Well, after an absence from my blog I am back because I have just been to a lovely place that I must tell you about - the Forge Mill Needle Museum in Redditch.  What a treat!  Redditch and the area used to be the world leaders in needle manufacture and the museum gives a wonderful idea of how needles were made in the 19th century.


I think that I can safely say that almost all of it was new to me.  Apparently needles were made by drawing out lengths of steel, basically stretching the wire so that it became longer and thinner.  This was all done manually at one time.  The wire was then cut into double the length of the needles required so that two needles were made at a time.  The photos both show some of the range of needle packs through the years.
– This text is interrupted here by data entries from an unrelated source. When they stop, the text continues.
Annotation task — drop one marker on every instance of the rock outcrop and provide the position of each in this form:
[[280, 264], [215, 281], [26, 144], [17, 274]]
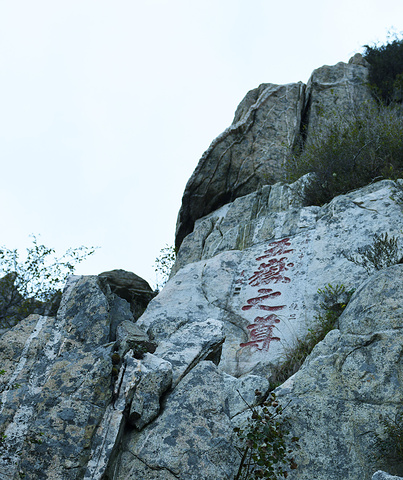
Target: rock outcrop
[[350, 380], [130, 287], [98, 392]]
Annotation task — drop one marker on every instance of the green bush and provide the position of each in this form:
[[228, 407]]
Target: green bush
[[333, 300], [386, 70], [388, 446], [350, 152], [382, 253], [163, 265]]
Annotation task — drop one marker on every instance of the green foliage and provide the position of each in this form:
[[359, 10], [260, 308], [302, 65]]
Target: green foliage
[[382, 253], [389, 445], [266, 452], [163, 265], [33, 284], [386, 70], [350, 151], [333, 300]]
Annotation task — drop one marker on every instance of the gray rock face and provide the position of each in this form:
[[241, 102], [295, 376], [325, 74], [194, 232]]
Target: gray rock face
[[348, 382], [266, 293], [379, 475], [91, 394], [191, 439], [268, 121], [131, 288], [58, 388]]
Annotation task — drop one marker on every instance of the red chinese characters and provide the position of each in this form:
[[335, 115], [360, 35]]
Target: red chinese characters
[[271, 270]]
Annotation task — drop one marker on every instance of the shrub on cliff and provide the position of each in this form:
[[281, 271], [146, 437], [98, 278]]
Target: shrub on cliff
[[33, 285], [386, 70], [350, 152]]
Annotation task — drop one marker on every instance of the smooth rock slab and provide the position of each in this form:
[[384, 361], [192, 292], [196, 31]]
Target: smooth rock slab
[[190, 440], [246, 156], [266, 294], [351, 379], [379, 475], [57, 384]]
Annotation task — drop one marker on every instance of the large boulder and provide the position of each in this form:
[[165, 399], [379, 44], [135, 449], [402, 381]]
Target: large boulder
[[336, 89], [64, 388], [246, 156], [266, 294], [351, 380], [131, 288], [268, 122]]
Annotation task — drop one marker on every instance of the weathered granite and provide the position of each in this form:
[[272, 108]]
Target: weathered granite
[[338, 88], [190, 440], [348, 382], [131, 288], [246, 156], [268, 122], [64, 389], [380, 475]]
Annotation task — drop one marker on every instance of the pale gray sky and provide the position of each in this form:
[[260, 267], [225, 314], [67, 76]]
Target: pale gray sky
[[107, 106]]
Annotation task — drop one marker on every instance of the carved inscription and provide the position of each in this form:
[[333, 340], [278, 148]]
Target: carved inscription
[[273, 268]]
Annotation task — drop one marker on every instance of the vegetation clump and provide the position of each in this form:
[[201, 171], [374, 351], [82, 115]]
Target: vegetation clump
[[386, 70], [333, 301], [388, 445], [382, 253], [33, 285], [349, 152]]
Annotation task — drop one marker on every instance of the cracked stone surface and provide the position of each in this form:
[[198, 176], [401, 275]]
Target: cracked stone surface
[[266, 294], [350, 379], [268, 121]]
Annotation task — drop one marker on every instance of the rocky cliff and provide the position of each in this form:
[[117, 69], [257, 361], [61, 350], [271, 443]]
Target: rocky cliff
[[95, 393]]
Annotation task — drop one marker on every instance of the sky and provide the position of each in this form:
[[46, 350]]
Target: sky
[[107, 106]]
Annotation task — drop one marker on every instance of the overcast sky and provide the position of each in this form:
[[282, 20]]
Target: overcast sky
[[107, 106]]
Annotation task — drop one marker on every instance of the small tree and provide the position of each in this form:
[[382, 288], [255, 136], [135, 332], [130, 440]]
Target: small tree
[[350, 151], [386, 70], [33, 285]]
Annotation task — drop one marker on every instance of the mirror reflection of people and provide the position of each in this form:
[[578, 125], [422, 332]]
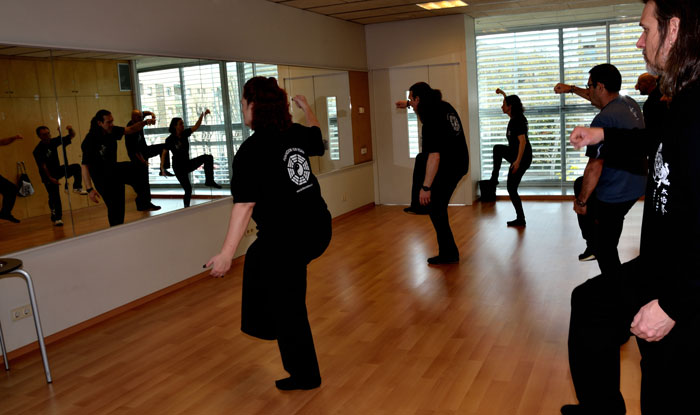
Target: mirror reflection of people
[[109, 176], [7, 188], [51, 170], [518, 153], [178, 143], [272, 182], [448, 160], [138, 149]]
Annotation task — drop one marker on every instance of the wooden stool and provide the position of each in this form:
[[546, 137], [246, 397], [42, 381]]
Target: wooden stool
[[10, 267]]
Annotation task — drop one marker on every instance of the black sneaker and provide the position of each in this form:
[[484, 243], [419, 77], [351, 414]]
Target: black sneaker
[[517, 222], [8, 216], [440, 260], [587, 255]]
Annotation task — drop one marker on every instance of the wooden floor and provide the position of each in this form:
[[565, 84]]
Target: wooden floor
[[394, 336]]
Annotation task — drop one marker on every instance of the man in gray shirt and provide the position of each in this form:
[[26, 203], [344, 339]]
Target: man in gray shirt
[[607, 191]]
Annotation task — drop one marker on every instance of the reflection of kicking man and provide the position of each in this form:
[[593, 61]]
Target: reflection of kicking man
[[51, 170], [100, 165], [7, 188]]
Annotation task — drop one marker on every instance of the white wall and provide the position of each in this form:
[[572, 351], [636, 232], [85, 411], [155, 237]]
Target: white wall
[[433, 50], [81, 278], [249, 30]]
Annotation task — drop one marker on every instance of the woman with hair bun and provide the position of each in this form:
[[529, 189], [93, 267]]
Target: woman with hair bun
[[272, 182], [518, 153], [448, 161]]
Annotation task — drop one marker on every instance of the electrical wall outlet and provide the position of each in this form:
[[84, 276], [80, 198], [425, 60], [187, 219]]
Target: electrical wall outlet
[[21, 312]]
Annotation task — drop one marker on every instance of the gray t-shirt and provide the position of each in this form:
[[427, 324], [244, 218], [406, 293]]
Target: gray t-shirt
[[618, 185]]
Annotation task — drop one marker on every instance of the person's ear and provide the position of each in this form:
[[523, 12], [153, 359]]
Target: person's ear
[[673, 27]]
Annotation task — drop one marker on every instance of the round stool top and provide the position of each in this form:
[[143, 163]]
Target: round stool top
[[8, 265]]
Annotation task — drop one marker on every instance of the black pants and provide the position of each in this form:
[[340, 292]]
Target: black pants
[[441, 193], [111, 187], [9, 194], [601, 227], [501, 152], [157, 150], [274, 298], [418, 178], [73, 170], [182, 173], [602, 310]]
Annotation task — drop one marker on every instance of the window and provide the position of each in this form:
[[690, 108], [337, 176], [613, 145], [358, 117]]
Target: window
[[334, 144], [413, 136], [529, 64], [209, 85]]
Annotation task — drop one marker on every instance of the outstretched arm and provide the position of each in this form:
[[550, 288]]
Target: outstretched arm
[[301, 102], [138, 126], [240, 217], [561, 88], [8, 140], [199, 121]]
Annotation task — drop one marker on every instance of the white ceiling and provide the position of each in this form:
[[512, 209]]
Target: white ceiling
[[380, 11]]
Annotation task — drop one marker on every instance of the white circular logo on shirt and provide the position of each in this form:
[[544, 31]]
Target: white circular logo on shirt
[[298, 169], [454, 121]]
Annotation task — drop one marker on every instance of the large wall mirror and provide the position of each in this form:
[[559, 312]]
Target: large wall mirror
[[63, 89]]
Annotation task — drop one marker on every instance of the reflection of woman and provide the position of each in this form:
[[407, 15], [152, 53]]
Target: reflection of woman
[[272, 182], [178, 143], [8, 190], [518, 152]]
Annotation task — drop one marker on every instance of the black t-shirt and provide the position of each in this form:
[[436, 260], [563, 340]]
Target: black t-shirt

The double needles were ground to a point at each end and then two imprints were made in the middle for the eyes of the needle.  Once these had been cut through the double needle was cut in the middle to separate the two needles and then the strengthening and cleansing of the needles could take place.  What amazed me was the sheer quantity of needles made in this way - needles from Redditch were shipped all over the world at one time.  One interesting thing was that ordinary needles were used in surgery for a long time before specialist surgical needles were designed and manufactured.

Although I have wanted to go to the museum for a long time, the thing that finally drove me there was the quilt exhibition that they are running at the moment.  There were some delightful wall hangings based on the Far East using a great variety of techniques and stitches.  Really interesting.  The exhibition runs until 21st October and this link will give you more information about the museum:  http://www.forgemill.org.uk/index.htm


Tomorrow I will definitely catch up and let you know about all the blocks and quilts that I have been working on while I have neglected my blog.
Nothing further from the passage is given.